Six jours plus tard, le 17 mai, de nombreux députés affichent leur opposition aux annonces gouvernementales à l'Assemblée nationale. A la réunion du groupe UMP, ils sont plusieurs dizaines à s'enflammer contre le premier ministre et dénoncent un manque de concertation du gouvernement avec les élus.
Jean-Marc Roubaud, député du Gard, menace de "se suspendre de l'UMP" si ces mesures ne sont pas... suspendues. "Vous ne savez plus quoi inventer", se plaint Yves Albarello, élu de Seine-et-Marne, pour qui les images télévisées des premiers panneaux démontés ont eu un effet "désastreux". "Pendant tout le week-end, je me suis fait insulter", relatet-il.
"On n'arrête pas de s'en prendre plein la gueule", renchérit Richard Mallié (Bouches-du-Rhône), dénonçant une précipitation "inacceptable". Chacune de ces interventions est ponctuée par une salve d'applaudissements, tandis que M. Fillon, à la tribune, ne dissimule pas son énervement .
RECUL DU GOUVERNEMENT
Le 23 mai, 70 députés UMP adressent une lettre de protestation au premier ministre dans laquelle ils lui font part de la "profonde exaspération" des Français contre les dernières mesures annoncées par le gouvernement pour lutter contre la hausse de la mortalité routière. Fatigué de la cacophonie de la majorité sur cette thématique, le gouvernement recule. Le 25 mai, la majorité crée une mission d'information sur l'analyse des causes d'accidents de la circulation.

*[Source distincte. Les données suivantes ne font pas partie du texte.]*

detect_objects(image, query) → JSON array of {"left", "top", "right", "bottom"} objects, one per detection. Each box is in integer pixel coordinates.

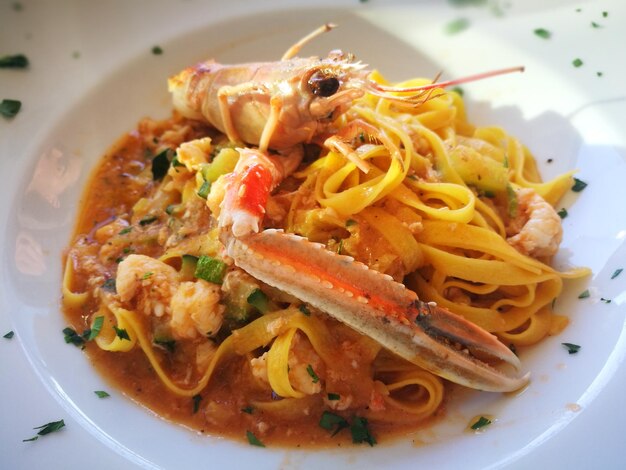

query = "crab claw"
[{"left": 227, "top": 230, "right": 529, "bottom": 392}]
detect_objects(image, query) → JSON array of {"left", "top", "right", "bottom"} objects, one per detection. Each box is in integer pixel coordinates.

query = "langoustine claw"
[{"left": 227, "top": 230, "right": 529, "bottom": 392}]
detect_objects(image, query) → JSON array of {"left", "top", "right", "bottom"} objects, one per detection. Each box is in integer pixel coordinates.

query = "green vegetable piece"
[
  {"left": 0, "top": 100, "right": 22, "bottom": 118},
  {"left": 87, "top": 315, "right": 104, "bottom": 341},
  {"left": 561, "top": 343, "right": 580, "bottom": 354},
  {"left": 445, "top": 18, "right": 470, "bottom": 34},
  {"left": 102, "top": 278, "right": 117, "bottom": 293},
  {"left": 350, "top": 416, "right": 376, "bottom": 447},
  {"left": 572, "top": 178, "right": 587, "bottom": 193},
  {"left": 178, "top": 255, "right": 198, "bottom": 281},
  {"left": 63, "top": 326, "right": 91, "bottom": 347},
  {"left": 202, "top": 148, "right": 239, "bottom": 183},
  {"left": 197, "top": 181, "right": 211, "bottom": 199},
  {"left": 470, "top": 416, "right": 491, "bottom": 431},
  {"left": 152, "top": 338, "right": 176, "bottom": 353},
  {"left": 533, "top": 28, "right": 552, "bottom": 39},
  {"left": 22, "top": 420, "right": 65, "bottom": 442},
  {"left": 152, "top": 148, "right": 174, "bottom": 181},
  {"left": 306, "top": 364, "right": 320, "bottom": 384},
  {"left": 0, "top": 54, "right": 28, "bottom": 69},
  {"left": 195, "top": 255, "right": 228, "bottom": 284},
  {"left": 139, "top": 215, "right": 159, "bottom": 227},
  {"left": 246, "top": 289, "right": 269, "bottom": 313},
  {"left": 246, "top": 431, "right": 265, "bottom": 447},
  {"left": 113, "top": 325, "right": 130, "bottom": 341},
  {"left": 319, "top": 411, "right": 349, "bottom": 436}
]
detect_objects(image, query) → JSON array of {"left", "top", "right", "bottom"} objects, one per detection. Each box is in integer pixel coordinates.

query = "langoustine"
[{"left": 169, "top": 26, "right": 529, "bottom": 391}]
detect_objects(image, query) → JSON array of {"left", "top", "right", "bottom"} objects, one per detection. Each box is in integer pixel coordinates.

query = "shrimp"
[
  {"left": 507, "top": 188, "right": 563, "bottom": 257},
  {"left": 168, "top": 24, "right": 523, "bottom": 158},
  {"left": 115, "top": 254, "right": 224, "bottom": 339},
  {"left": 169, "top": 25, "right": 529, "bottom": 391}
]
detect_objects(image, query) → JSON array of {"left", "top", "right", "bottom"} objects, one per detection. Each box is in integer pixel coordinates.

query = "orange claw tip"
[{"left": 225, "top": 229, "right": 529, "bottom": 392}]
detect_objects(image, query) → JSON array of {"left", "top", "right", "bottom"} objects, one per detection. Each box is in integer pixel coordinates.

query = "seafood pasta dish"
[{"left": 62, "top": 25, "right": 588, "bottom": 446}]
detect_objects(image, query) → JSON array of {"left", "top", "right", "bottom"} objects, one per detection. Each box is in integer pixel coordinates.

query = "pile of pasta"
[{"left": 64, "top": 73, "right": 588, "bottom": 436}]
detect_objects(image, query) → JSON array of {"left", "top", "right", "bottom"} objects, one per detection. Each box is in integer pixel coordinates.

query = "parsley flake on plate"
[
  {"left": 22, "top": 420, "right": 65, "bottom": 442},
  {"left": 561, "top": 343, "right": 580, "bottom": 354}
]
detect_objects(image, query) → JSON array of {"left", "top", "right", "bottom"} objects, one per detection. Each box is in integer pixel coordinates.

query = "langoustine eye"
[{"left": 309, "top": 71, "right": 340, "bottom": 98}]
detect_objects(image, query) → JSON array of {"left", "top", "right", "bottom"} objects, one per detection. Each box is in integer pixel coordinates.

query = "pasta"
[{"left": 62, "top": 69, "right": 588, "bottom": 444}]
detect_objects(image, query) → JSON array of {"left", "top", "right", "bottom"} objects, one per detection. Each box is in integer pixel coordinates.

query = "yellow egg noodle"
[{"left": 63, "top": 72, "right": 588, "bottom": 426}]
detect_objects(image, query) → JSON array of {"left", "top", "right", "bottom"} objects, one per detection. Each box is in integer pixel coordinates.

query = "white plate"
[{"left": 0, "top": 0, "right": 626, "bottom": 469}]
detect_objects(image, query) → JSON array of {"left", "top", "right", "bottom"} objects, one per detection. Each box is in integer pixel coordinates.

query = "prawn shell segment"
[{"left": 228, "top": 230, "right": 529, "bottom": 392}]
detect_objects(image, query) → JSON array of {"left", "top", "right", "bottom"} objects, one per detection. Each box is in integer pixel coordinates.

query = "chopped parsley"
[
  {"left": 0, "top": 100, "right": 22, "bottom": 117},
  {"left": 87, "top": 315, "right": 104, "bottom": 341},
  {"left": 22, "top": 420, "right": 65, "bottom": 442},
  {"left": 306, "top": 364, "right": 320, "bottom": 384},
  {"left": 246, "top": 431, "right": 265, "bottom": 447},
  {"left": 113, "top": 325, "right": 130, "bottom": 341},
  {"left": 572, "top": 178, "right": 587, "bottom": 193},
  {"left": 561, "top": 343, "right": 580, "bottom": 354},
  {"left": 533, "top": 28, "right": 552, "bottom": 39},
  {"left": 0, "top": 54, "right": 28, "bottom": 69},
  {"left": 450, "top": 86, "right": 465, "bottom": 97},
  {"left": 445, "top": 18, "right": 470, "bottom": 34},
  {"left": 350, "top": 416, "right": 376, "bottom": 447},
  {"left": 470, "top": 416, "right": 491, "bottom": 431},
  {"left": 319, "top": 411, "right": 349, "bottom": 436},
  {"left": 195, "top": 255, "right": 228, "bottom": 284},
  {"left": 63, "top": 326, "right": 91, "bottom": 348},
  {"left": 191, "top": 394, "right": 202, "bottom": 414}
]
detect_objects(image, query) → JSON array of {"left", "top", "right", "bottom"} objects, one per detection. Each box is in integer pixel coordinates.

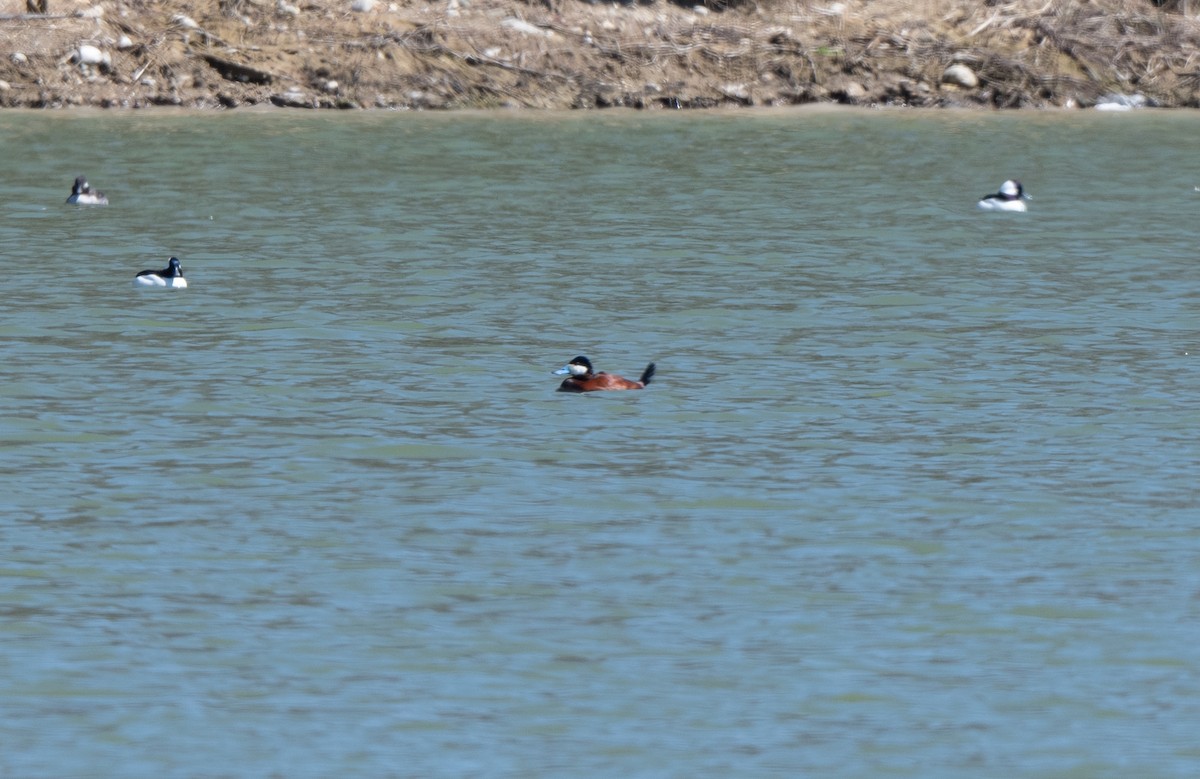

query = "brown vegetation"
[{"left": 0, "top": 0, "right": 1200, "bottom": 108}]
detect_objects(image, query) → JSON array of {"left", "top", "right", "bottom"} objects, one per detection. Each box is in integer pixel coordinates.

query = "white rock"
[
  {"left": 76, "top": 43, "right": 112, "bottom": 65},
  {"left": 1096, "top": 95, "right": 1147, "bottom": 110},
  {"left": 942, "top": 62, "right": 979, "bottom": 89}
]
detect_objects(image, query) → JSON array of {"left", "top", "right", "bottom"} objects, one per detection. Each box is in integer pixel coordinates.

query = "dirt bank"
[{"left": 0, "top": 0, "right": 1200, "bottom": 108}]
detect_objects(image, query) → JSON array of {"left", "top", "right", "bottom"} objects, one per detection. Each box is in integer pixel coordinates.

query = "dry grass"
[{"left": 0, "top": 0, "right": 1200, "bottom": 108}]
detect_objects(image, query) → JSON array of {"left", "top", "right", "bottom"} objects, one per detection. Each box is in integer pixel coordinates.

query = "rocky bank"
[{"left": 0, "top": 0, "right": 1200, "bottom": 109}]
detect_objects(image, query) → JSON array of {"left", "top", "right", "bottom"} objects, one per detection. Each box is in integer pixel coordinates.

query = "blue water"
[{"left": 0, "top": 110, "right": 1200, "bottom": 779}]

La mission doit rendre son rapport jeudi 20 octobre. Elle préconise notamment le renforcement de l'autodépistage de l'alcool, du déploiement des radars, une tolérance "zéro alcool" pour les conducteurs novices et une répression plus sévère des grands délits liés à l'alcool.
La mission recommande également une plus grande tolérance pour les excès de vitesse en suggérant d'"adapter la répression de la vitesse à l'accidentologie". Les parlementaires sont favorables à une simple amende de 135 euros, sans retrait de points, pour les excès de vitesse de moins de 10 km/h sur autoroute et voie rapide quand cette infraction n'a pas été commise depuis six mois.
Pourtant, le rapport 2010 de la sécurité routière soulignait que pour les 3 706 accidents mortels recensés, " la vitesse reste toujours la cause majeure de la mortalité routière ". Le nombre de vies sauvées en 2010, si les limitations de vitesse avaient été respectées, est évalué par la sécurité routière à 717.